The most depressing thing, writes Tina Brown in the Wash Post, about the spat between Times reporter Judith Miller and her colleague/nemesis Maureen Dowd was the tired old debate it kicked off about who’s the bigger vamp, Mo or Judy? “According to Dowd in a lethal column that put her away, Judy had an unfortunate “tropism” (the lower the blow the loftier the word) for powerful men. Meanwhile, the cover story on Dowd in last week’s New York magazine featured a smoldering shoulder shot of the 53-year-old columnist, along with flutters about her “dangerous charm” and “the little black dress with spaghetti straps” she wore on a Letterman show.

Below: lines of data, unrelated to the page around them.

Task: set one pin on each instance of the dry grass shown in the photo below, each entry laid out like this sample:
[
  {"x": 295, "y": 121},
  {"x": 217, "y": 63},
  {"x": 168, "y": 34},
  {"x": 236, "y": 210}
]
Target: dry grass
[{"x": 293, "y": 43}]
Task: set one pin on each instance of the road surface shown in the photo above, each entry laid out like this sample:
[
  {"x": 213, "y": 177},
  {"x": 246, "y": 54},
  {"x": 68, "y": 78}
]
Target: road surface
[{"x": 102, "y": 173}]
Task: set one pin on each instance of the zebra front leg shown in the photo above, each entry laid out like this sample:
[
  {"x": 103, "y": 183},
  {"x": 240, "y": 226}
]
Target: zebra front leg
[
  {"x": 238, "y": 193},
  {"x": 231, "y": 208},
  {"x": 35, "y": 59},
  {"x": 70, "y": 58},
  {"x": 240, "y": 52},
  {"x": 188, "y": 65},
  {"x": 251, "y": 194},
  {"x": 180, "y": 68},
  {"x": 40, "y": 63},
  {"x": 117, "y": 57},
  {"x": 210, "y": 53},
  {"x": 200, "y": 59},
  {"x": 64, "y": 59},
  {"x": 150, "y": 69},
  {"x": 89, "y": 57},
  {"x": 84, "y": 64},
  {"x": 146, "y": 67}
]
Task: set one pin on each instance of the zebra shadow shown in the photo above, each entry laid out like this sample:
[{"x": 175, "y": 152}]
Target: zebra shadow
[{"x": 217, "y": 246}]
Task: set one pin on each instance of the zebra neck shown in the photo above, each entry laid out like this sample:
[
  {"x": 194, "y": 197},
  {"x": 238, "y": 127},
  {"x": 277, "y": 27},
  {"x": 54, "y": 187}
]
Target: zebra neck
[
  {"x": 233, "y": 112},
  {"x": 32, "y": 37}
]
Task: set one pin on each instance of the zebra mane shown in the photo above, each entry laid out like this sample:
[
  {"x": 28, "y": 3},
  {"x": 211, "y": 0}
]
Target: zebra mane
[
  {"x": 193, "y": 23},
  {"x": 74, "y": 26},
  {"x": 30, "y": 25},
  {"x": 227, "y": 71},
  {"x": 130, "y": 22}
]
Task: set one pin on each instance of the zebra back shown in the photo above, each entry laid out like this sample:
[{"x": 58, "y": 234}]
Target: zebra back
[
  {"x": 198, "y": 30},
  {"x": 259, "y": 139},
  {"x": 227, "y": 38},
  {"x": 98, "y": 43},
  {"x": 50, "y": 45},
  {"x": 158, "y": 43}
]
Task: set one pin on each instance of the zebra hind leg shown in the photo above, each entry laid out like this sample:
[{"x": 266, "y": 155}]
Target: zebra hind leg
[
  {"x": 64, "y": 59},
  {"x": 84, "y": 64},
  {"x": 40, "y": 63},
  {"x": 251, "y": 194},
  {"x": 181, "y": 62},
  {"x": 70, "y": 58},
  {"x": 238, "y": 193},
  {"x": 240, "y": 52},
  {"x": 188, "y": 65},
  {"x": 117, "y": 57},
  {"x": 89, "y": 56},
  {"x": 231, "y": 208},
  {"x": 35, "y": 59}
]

Dowd’s new book, “Are Men Necessary?,” is a fun rant about how women have dialed back their hard-won independence to become alpha geishas servicing the craven weenies of inadequate males, but the elephant in the room is the way Dowd’s promotion for her book turns on an onerous, retrosexual pitch for what hot stuff the author is. The more her PR plays up the flame-haired temptress angle, the scarier and more desperate it feels. It’s made me put away for good the long, black, stiletto-heeled Jimmy Choo boots I unwrapped with racy squeals on my 50th birthday and start seriously considering rhinestone reading glasses.
Dowd’s hunt for who or what to blame for her vaunted datelessness recalls Bush’s correspondents’ dinner routine about looking for Iraqi WMD under his Oval Office desk. The thought of Dowd’s girls’ nights with fellow Times sirens Alessandra Stanley and Michiko Kakutani sounds about as soft and yielding as Macbeth’s three witches on a club crawl.
The bummer of it all is that Dowd is right about the female need to use aggression only as a stealth weapon. The hazard of hitting the big five-oh and beyond is an erroneous sense that you’ve earned the right not to play by the same rules. Once the hormonal brakes come off, it’s easy to crash. “I was in the wrong place at the wrong time,” Martha Stewart, 64, tells Fortune. “I fell in a hole.”
But she dug her hole herself as surely as Mapes and Miller dug theirs. Since women who are smart and aggressive about their work have to conceal it with charm, when they fall on their faces everyone forgets the smarts and the charm and talks only about the aggression.”